Restoring Dignity Through Water: World Vision Launches WASH Initiative in Sekyere Afram Plains

WASH Initiative launched in Sekyere Afram Plains
Vivian Adu
Monday, December 1, 2025

By Priscilla Adjei-Laryea, Grants, Marketing & Communication Specialist 

The Sekyere Afram Plains District in Ghana’s Ashanti Region is rich in opportunity: its fertile land and strong agricultural base echo great potential. Yet, this promise is held back by serious infrastructure challenges: poor roads, limited telecommunications, and deficient public services. Most urgently, access to clean water, sanitation, and hygiene is severely limited. 

About 99.5% of households lack improved toilet facilities, forcing many residents to use unprotected rivers and streams, a major health hazard. Schools and health facilities are also gravely affected, with poor sanitation undermining public health, dignity, and educational outcomes. Very often, children spend hours walking just to fetch water: time that could otherwise be used for learning or play. Although the land is fertile, many families struggle simply to survive, not because of a lack of potential, but because of a lack of reliable water infrastructure.

Historically, the district has been one of the poorest in the region, its development constrained not only by WASH (Water, Sanitation, and Hygiene) deficits but also by limited healthcare infrastructure and difficult terrain. Previous health and sanitation efforts have been hampered by funding shortages and logistical challenges. Yet, a turning point has arrived. Recognising the urgent needs, World Vision Ghana has launched a five-year "Sekyere Afram Plains WASH 4 Improved Health Project," funded by a philanthropist via World Vision Canada. 

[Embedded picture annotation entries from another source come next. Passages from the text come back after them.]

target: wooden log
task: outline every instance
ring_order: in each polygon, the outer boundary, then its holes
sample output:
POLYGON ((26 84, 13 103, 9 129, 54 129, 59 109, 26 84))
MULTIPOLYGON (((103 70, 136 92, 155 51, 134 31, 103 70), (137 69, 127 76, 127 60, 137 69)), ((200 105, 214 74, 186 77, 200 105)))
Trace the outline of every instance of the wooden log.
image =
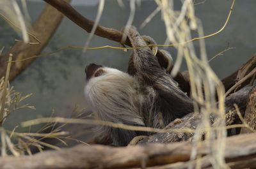
MULTIPOLYGON (((226 114, 228 113, 228 115, 234 118, 233 121, 238 119, 237 115, 236 114, 235 107, 234 104, 237 105, 241 112, 244 112, 246 105, 246 99, 248 93, 252 87, 245 87, 241 90, 231 94, 227 97, 225 99, 226 105, 226 114), (231 113, 230 113, 231 112, 231 113)), ((212 118, 214 117, 212 116, 212 118)), ((200 122, 201 115, 198 114, 191 113, 189 114, 182 118, 180 119, 182 122, 175 125, 173 123, 175 123, 175 121, 173 121, 170 125, 166 126, 166 128, 170 128, 170 126, 172 126, 172 129, 182 129, 182 128, 190 128, 195 129, 197 126, 197 124, 200 122), (174 127, 173 127, 174 126, 174 127)), ((214 119, 212 119, 214 121, 214 119)), ((227 120, 226 121, 228 121, 227 120)), ((232 122, 228 121, 230 124, 232 122)), ((177 142, 181 141, 189 140, 193 136, 193 133, 177 133, 177 132, 170 132, 164 133, 156 133, 154 135, 150 136, 138 142, 138 144, 144 144, 146 143, 170 143, 170 142, 177 142)))
MULTIPOLYGON (((256 86, 254 86, 250 92, 245 110, 244 121, 252 129, 256 129, 256 86)), ((252 132, 253 132, 252 130, 245 128, 242 128, 241 130, 241 133, 252 132)))
MULTIPOLYGON (((212 143, 215 144, 216 142, 212 143)), ((211 152, 208 143, 203 142, 198 149, 198 154, 205 157, 202 159, 204 162, 202 168, 212 167, 208 155, 211 152)), ((171 163, 176 167, 168 168, 187 168, 184 167, 187 165, 186 163, 195 164, 195 161, 189 161, 191 149, 192 144, 189 142, 125 147, 79 145, 60 151, 47 151, 32 156, 2 157, 0 158, 0 168, 129 168, 153 166, 160 168, 160 165, 171 163), (182 166, 180 164, 186 165, 182 166)), ((232 166, 232 168, 236 168, 236 165, 243 168, 255 167, 255 154, 256 133, 227 138, 224 158, 228 165, 232 166)))
MULTIPOLYGON (((65 0, 70 2, 70 0, 65 0)), ((67 3, 66 2, 66 3, 67 3)), ((51 5, 46 5, 39 18, 30 31, 37 39, 40 44, 30 45, 24 42, 16 43, 8 52, 0 57, 0 78, 5 75, 7 61, 10 54, 13 55, 13 60, 21 60, 40 54, 49 41, 63 18, 63 15, 51 5)), ((29 36, 30 42, 37 42, 29 36)), ((23 70, 29 66, 36 57, 22 62, 12 64, 10 72, 9 80, 12 81, 23 70)))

Simultaneously, the Grundfos Foundation is supporting a one-year intervention to upgrade WASH infrastructure in two local schools. Combined, the interventions will span 19 communities, four health facilities, and 19 schools, aiming to serve more than 25,000 people by 2029. 

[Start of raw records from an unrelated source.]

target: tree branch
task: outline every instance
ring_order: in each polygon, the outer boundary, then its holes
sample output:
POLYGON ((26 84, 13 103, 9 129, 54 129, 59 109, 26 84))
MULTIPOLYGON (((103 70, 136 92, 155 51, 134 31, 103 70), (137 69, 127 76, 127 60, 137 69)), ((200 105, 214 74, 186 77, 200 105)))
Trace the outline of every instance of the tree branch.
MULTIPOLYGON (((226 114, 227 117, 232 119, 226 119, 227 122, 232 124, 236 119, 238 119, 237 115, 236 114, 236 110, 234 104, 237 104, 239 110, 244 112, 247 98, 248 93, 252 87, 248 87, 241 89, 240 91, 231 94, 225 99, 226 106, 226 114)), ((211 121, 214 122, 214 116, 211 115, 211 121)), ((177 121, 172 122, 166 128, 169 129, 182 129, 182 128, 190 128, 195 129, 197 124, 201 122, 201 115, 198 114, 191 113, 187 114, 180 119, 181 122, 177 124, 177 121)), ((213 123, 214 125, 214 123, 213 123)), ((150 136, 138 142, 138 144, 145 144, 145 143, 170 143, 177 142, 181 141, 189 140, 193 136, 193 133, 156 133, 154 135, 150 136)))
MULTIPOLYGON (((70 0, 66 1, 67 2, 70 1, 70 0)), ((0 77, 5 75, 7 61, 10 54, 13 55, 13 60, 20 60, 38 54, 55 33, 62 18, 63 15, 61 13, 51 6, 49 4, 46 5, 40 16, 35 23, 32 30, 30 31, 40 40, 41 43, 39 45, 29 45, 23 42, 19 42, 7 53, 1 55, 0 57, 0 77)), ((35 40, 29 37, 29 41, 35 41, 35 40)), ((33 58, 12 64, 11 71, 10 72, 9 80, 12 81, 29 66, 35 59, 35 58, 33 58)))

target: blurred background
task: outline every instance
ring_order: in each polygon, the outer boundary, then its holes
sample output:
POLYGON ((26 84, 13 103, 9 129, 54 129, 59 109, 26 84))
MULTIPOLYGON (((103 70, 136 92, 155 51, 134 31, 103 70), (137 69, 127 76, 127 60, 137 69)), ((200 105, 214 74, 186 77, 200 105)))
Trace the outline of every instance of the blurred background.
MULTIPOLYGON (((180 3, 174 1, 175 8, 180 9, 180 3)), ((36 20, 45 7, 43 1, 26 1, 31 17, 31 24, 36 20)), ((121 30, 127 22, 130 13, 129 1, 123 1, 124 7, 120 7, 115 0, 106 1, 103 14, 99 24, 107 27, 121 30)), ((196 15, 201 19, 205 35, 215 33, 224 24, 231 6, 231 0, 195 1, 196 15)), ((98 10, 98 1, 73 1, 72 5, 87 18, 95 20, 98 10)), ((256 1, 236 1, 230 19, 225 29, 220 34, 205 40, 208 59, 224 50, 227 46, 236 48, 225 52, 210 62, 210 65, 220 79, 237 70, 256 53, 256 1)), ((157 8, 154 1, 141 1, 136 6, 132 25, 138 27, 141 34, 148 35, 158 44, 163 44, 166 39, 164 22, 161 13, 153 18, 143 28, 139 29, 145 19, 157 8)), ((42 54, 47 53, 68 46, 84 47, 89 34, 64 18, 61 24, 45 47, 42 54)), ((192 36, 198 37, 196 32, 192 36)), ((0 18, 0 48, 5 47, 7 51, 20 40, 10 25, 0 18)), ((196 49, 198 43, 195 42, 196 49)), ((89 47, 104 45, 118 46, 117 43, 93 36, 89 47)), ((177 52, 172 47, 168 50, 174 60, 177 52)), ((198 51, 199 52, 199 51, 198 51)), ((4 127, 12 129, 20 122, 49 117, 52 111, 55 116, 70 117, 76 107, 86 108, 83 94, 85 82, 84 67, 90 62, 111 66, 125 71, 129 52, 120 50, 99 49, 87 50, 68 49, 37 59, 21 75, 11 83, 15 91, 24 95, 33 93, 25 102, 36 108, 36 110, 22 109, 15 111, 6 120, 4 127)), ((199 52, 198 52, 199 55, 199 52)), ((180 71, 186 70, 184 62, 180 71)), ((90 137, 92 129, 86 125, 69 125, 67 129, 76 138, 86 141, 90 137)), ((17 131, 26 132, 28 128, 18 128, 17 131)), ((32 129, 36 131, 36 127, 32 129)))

The project uses a holistic, community-centred strategy: WASH in Schools and Pay-As-You-Fetch water systems. These are not just infrastructure interventions, they are about empowerment: training locals to operate, maintain, and own their water and sanitation systems in the long term. At the launch, Nana Adu Akosua Fofie II, Queen Mother of Drobonso, pledged the backing of traditional authorities to help sustain the project, while government officials emphasised its alignment with Ghana’s national development priorities. 

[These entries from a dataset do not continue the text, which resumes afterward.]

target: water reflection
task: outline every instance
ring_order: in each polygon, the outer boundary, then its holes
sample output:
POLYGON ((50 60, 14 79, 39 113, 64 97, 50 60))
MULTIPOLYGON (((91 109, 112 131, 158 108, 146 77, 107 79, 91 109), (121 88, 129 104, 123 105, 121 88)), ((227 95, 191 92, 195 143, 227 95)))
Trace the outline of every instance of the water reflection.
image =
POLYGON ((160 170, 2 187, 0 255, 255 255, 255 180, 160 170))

World Vision Ghana brings technical strength to the effort, using mechanical drilling methods, supported by the GI-WASH programme. Together with district authorities, environmental health officers, and community leaders, there is strong local ownership and accountability. The planned infrastructure is ambitious: 12 solar-powered mechanised water systems, seven upgraded hand pumps, 12 institutional latrines (disability-friendly, with menstrual hygiene facilities), 144 dustbins, and 40 hand-washing stations. In the two target schools, the project will construct two four-seater disability-friendly latrines, a dedicated water system, and hygiene facilities including dustbins and hand-washing stations. 

The initiative goes far beyond physical structures, it is fundamentally about restoring dignity. By guaranteeing safe water and sanitation in homes, schools, and clinics, the project supports healthier lives, better education, and a renewed sense of self-worth across the community. The effort has been lauded by local and regional leaders; a representative of the Ashanti Regional Minister described the project as a “bold statement of hope and renewal,” highlighting how it aligns with Sustainable Development Goal 6: Clean Water and Sanitation. 

Central to its long-term success is a strong focus on behaviour change: communities will be sensitised on open defecation, hygiene education, menstrual health, and will be supported through community-led WASH committees to manage their own services sustainably.

World Vision Ghana’s wider vision for the district stretches beyond latrines, taps, and boreholes. Since formally adopting Sekyere Afram Plains as one of its Area Programmes in October 2023, the organisation has also launched the CARE Project, LEARN Project, and a Sponsorship Operation Plan, each designed to address broader development needs and uplift the most vulnerable. 

Through WASH investments, World Vision aims to restore dignity, support those in greatest need, and spark a healthier, more hopeful future for every child and family in Sekyere Afram Plains.

This is not merely development work; it is a renewal of dignity, transforming lives one drop, one latrine, one child at a time.